Two systems thinking — and why it matters here
In this chapter: Kahneman's System 1 / System 2 · Implications for investment decisions
Daniel Kahneman's framework: System 1 is fast, automatic, emotional, instinctive. System 2 is slow, deliberate, rational, effortful. Most decisions are made by System 1 (we don't have System 2 capacity for everything). Investment decisions made under stress, time pressure, or after losses tend to default to System 1 — which is reliably wrong in markets.
System 1 examples in investing: panic-selling during crashes (loss aversion), chasing winners (recency, FOMO), herd-following (social proof), overweighting recent news (availability heuristic). System 2 antidotes: pre-commit to rules (rebalancing schedule, IPS), automate decisions (SIP, STP), introduce friction before action (24-hour rule before trading), study evidence rather than narrative. The advisor's value-add: be the System 2 brake when client is in System 1 panic. The hardest part: not letting your own System 1 fire when client is in panic.
Practitioner insight: emotional regulation is teachable.
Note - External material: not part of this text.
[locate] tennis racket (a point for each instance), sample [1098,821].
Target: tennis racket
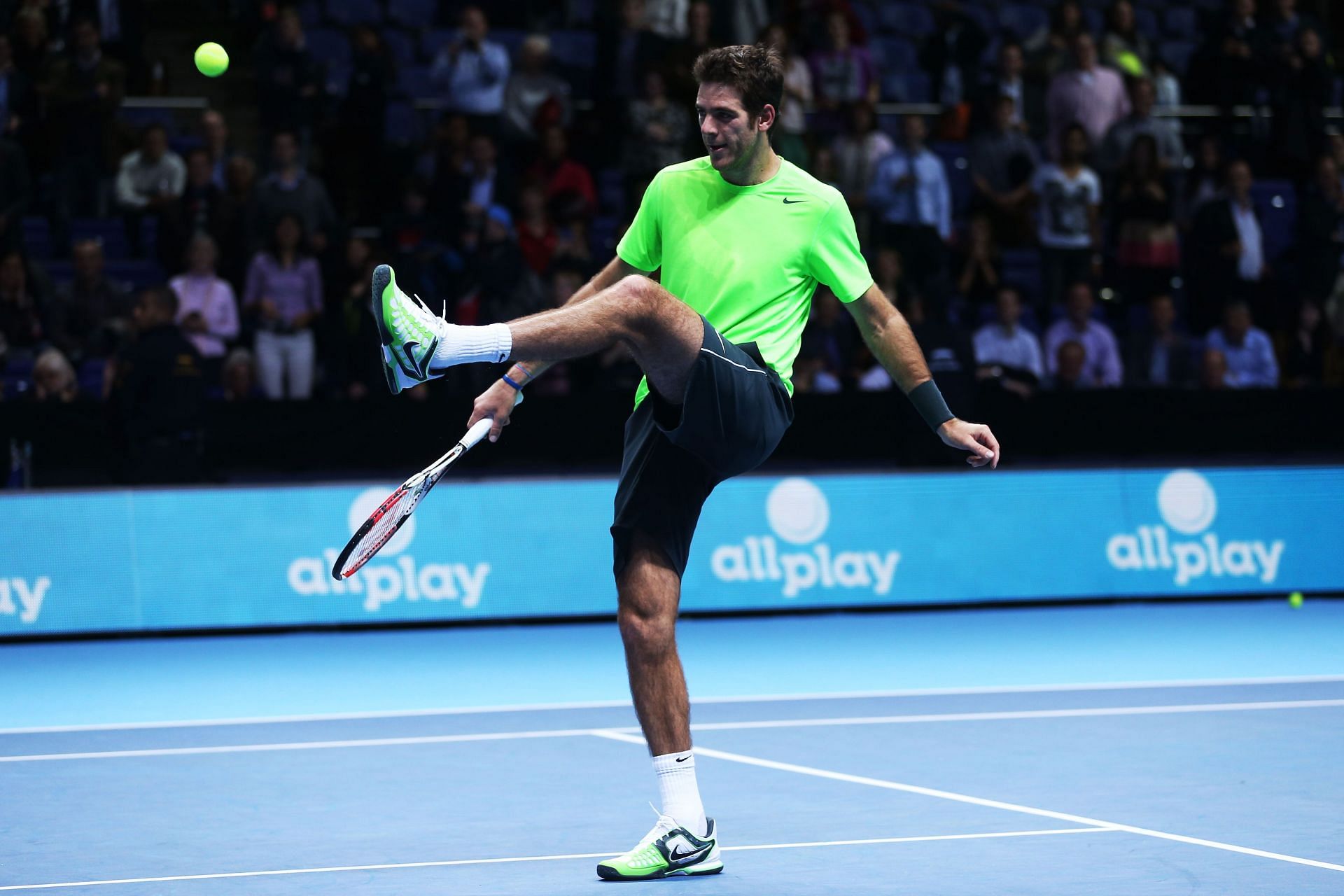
[382,524]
Pre-script bull and bear conversations so you don't improvise during crisis. Use checklists (e.g., "before selling, complete this 5-question form") to force System 2 engagement. Some firms now use AI-driven prompts — when a client clicks "sell", the system asks pre-defined questions before allowing the trade. Behavioural overlays improve outcomes more than clever stock-picking, in study after study.